The topic of energy has been overrun with so many false premises and so much junk "science" as to make any intelligent discussion nearly impossible - and nowhere is the effect of this onslaught more apparent than in the field of nuclear power.

A complete listing of all the objections voiced against nuclear energy over the decades would fill this page; their refutations can - and have - filled books. The critical points, however, can be summarized as follows: risk of explosion and/or core meltdown; radioactive waste disposal; and economic infeasibility.

 

(1) Risk of explosion and/or core meltdown. The U-235 used in nuclear power plants is only enriched to a factor of 3.5 percent, while weapons-grade U-235 requires an enrichment rate of over 90 percent. A nuclear power plant's atomic core, therefore, has about as much chance of exploding as does your typical steak dinner. (The explosion at Chernobyl in 1986 was a steam explosion, the results of which could never have happened in the West: The Soviets did not bother with the "luxury" of containment buildings.)

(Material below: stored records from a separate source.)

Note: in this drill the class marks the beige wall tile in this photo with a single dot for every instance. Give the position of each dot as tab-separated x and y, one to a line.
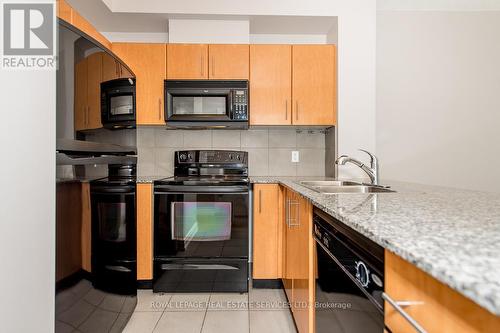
226	139
195	139
280	162
282	138
254	138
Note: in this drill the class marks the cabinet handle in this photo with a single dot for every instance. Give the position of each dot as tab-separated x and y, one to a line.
260	201
159	108
297	110
286	109
398	306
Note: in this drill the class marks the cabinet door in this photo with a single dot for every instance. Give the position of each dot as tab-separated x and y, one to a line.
266	220
147	61
80	104
313	85
110	67
270	84
187	61
94	79
229	61
144	231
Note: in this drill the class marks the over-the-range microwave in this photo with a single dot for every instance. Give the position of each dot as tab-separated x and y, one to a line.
206	104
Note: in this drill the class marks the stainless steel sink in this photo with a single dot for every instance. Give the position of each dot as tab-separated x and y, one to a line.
315	183
351	189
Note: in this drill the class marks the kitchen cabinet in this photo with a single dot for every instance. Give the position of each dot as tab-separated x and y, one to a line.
437	308
267	231
88	77
314	84
144	231
187	61
147	61
298	271
271	84
228	61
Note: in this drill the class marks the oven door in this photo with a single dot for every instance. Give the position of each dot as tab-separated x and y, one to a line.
201	224
210	104
113	222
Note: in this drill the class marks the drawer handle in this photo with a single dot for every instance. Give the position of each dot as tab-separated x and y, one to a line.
398	306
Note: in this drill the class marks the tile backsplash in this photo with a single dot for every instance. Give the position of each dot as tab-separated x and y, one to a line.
269	150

While the threat of core meltdown is physically possible, the reactor vessel - typically a nine-inch-thick steel encasement weighing 450 tons, with three completely independent Emergency Core Cooling Systems (ECCS) piped into it - would contain all but the most runaway of core meltdowns. And, in such an event, there remains the existence of the containment building itself (made out of four-foot-thick reinforced concrete and designed to withstand the impact of a jet airliner at landing speeds).

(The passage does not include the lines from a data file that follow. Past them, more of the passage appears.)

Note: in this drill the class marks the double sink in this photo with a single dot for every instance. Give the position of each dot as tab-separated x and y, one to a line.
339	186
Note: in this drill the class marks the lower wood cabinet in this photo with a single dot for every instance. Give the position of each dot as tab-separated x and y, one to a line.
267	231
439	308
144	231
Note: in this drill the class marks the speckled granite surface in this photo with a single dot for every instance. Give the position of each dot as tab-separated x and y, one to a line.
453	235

Such potential meltdowns, should they ever occur, are processes that take hours to complete, even assuming a complete failure of all ECCS and other defense-in-depth safety systems. The chances of 1,000 people being killed in such an accident are the same as the chances of 1,000 people being killed by a meteor strike - one in a billion per year ("Rasmussen Report," 1975). How much time is available to spend on preventive measures when an oil-refinery tank explodes? How many defenses-in-depth does a bursting dam have? Absolutely zero in both cases.

 

(2) Radioactive waste disposal. Due to the fact that nuclear power concentrates much more energy per unit volume than any other form of power generation, the wastes created by a nuclear power plant are a minute fraction of those created by an equivalent coal-fired plant: 60 truckloads of waste for nuclear versus 36,500 truckloads for coal (still misleading, inasmuch as nearly all of that 60 is lead shielding). Indeed, it is precisely this much higher ratio of energy gained to waste produced that makes nuclear power so attractive. Nuclear wastes, in addition, are completely contained; fully 10 percent of the byproducts of coal-fired power generation, however, are spewed into our atmosphere where, in the words of Petr Beckmann, it proceeds to "dispose of itself in our lungs" ("The Health Hazards of Not Going Nuclear," 1976).

Sealed in fireproof, waterproof, and earthquake-proof glass and stored thousands of feet down in geologically safe locations such as salt formations, these wastes pose no hazard. Not so with coal wastes: Besides being thousands of times more massive in volume, these ashes are simply dumped into unmonitored surface landfills where their poisonous chemicals (selenium, mercury, vanadium, radium, thorium, and benzopyrene, to name a few) are free to leach their way into our groundwater.

 

(3) Economic Infeasibility. While it is true that a nuclear power plant requires a higher capital investment than a corresponding conventional-energy power plant (due to the costs of the defense-in-depth systems that all other plant technologies lack), it is also true that the operating costs of nuclear energy are smaller than that of coal, gas, or oil. In the decade of 1995 to 2005, for instance, the ratios were (in cents per kilowatt/hour): nuclear, 1.72; coal, 2.21; gas, 7.51; and oil, 8.09 (World Nuclear Association, 2008). Over the typical 40-year lifespan of a nuclear power plant, those lower operating costs more than make up for initial capital investments, making nuclear power the most economically feasible method of large-scale energy-production.

 

The facts, when examined, are quite clear: Nuclear power is the safest, cleanest, and most efficient form of energy ever invented by man, and its potential for providing safe and massive amounts of electrical power for the United States - and for ending our reliance on the whims of Arab dictators - are positively enormous. To fail to promote such a viable alternative, in the face of our energy problems, is worse than unscientific: It is rapidly bordering upon the suicidal.

 

Bradley Harrington is a former United States Marine and a freelance writer who lives in Cheyenne, Wyoming.